A empregada anterior trabalhava 12h por dia, a substituta trabalhava 4h. A patroa não concordava com isso e estava disposta a interromper a internação da empregada titular.

Na pág 137, a autora está limpando os vidros de uma janela muito alta. O marido da patroa manda parar o serviço para evitar acidente dentro de sua casa.

Aqui a autora está falando sobre o poder das patroas: quando se tem o poder de dizer “faça”, “suba”, que no mínimo seja dito com gentileza!

Na pág 139, a autora diz que quem foi empregada doméstica está vacinada contra tudo que a vida pode apresentar. São despojadas de qualquer pretensão à dignidade humana. São coisas. Vassouras. Geladeiras.

E conclui: “se um dia for rica, fico enojada só de pensar em contratar numa faxineira, não quero me tornar uma daquelas mulheres que ainda se dizem cristãs!”

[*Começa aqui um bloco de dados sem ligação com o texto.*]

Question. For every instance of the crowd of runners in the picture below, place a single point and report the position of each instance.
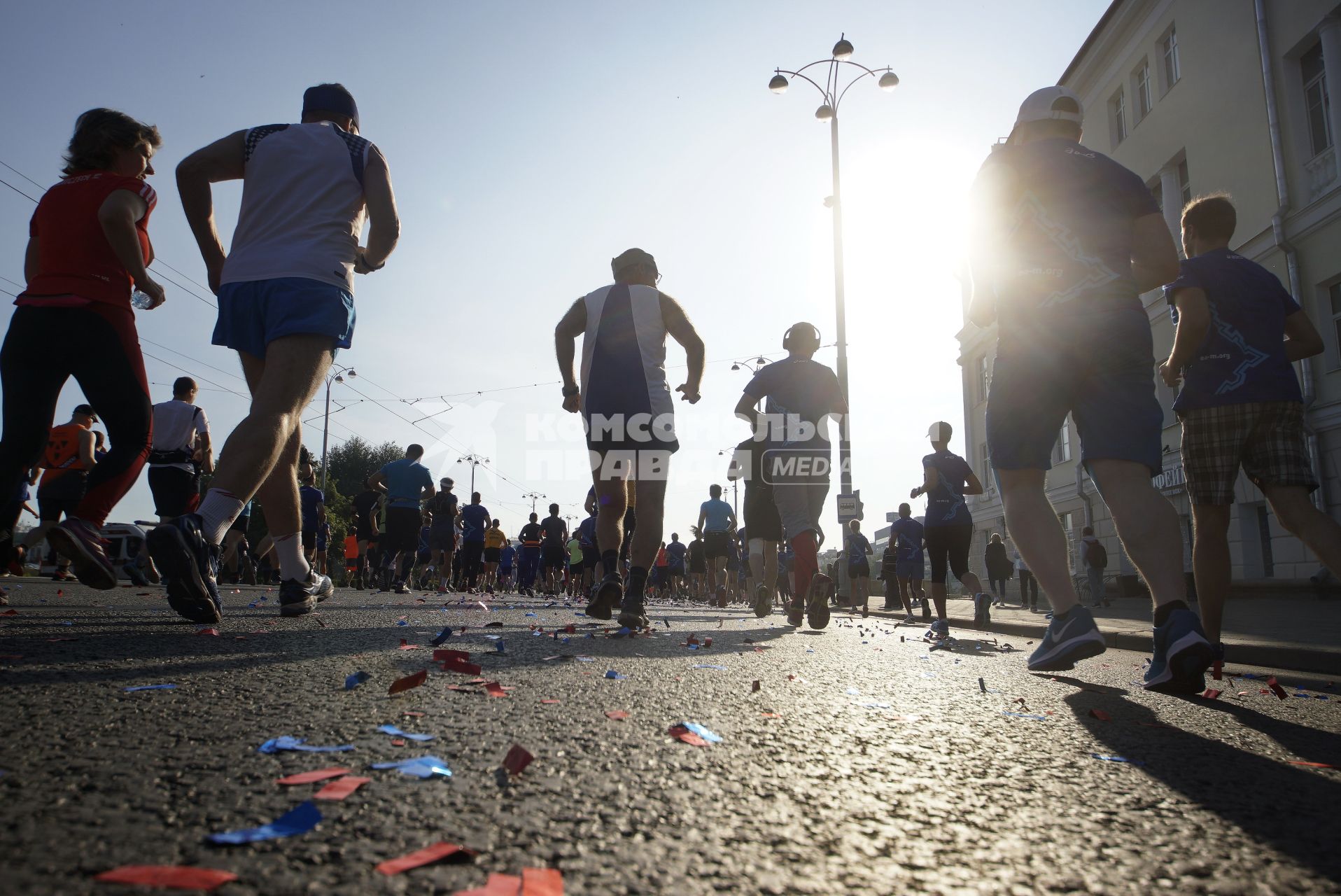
(1062, 243)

Na pág 140 a 143, antilhanos pretos, comandando um baile, discriminam empregadas domésticas pretas.

“...é a lógica do mais forte...!”, diz a autora para a Carolina.

Na pág 144 a 145, a falta de respeito continua. A autora diz [144] que em 5 dias estará de férias. E a patroa diz que só entrará de férias em agosto e pede que a autora fique até agosto trabalhando.

Foi contratada como costureira, mas a patroa a colocou como faxineira. “Faz tempo que queria uma negra para a faxina!”

Na pá 152, a autora está com viagem marcada para Paris. Pretende levar por 10 dias as crianças para passear.

A patroa pede que a autora adie a viagem para que fique no lugar da filha na empresa.

Se uma branca substituir a filha no escritório de advocacia, talvez a filha perca o emprego, sendo uma negra a substituir, a volta da filha ao emprego está garantida [153].

E o marido incentiva que a autora suspenda a viagem e vá para o escritório fazer a substituição.

As empregadas domésticas sofrem discriminação! Na pág 158, enquanto a autora cuidava da vida dos outros [a da pastora], o patrão chaga e diz que é bom relaxar um pouco. A autora reflete, “...gostaria de saber se o doutor agiria do mesmo jeito comigo se um dia eu varresse a casa dele!”

Na pág 159, o patrão oferece refresco para saciar o calor, enquanto a autora pensa que um ano atrás, como empregada doméstica, passava a língua nos lábios ressecados para abrandar o calor, e a autora percebe que, a depender da profissão, “...passa da condição de burro de carga à de ser humano”.

Na pág 166, enquanto as crianças se divertem e comem, a autora vê sua bolsa se esvaziar. Alegria dos filhos, tristeza dos pais!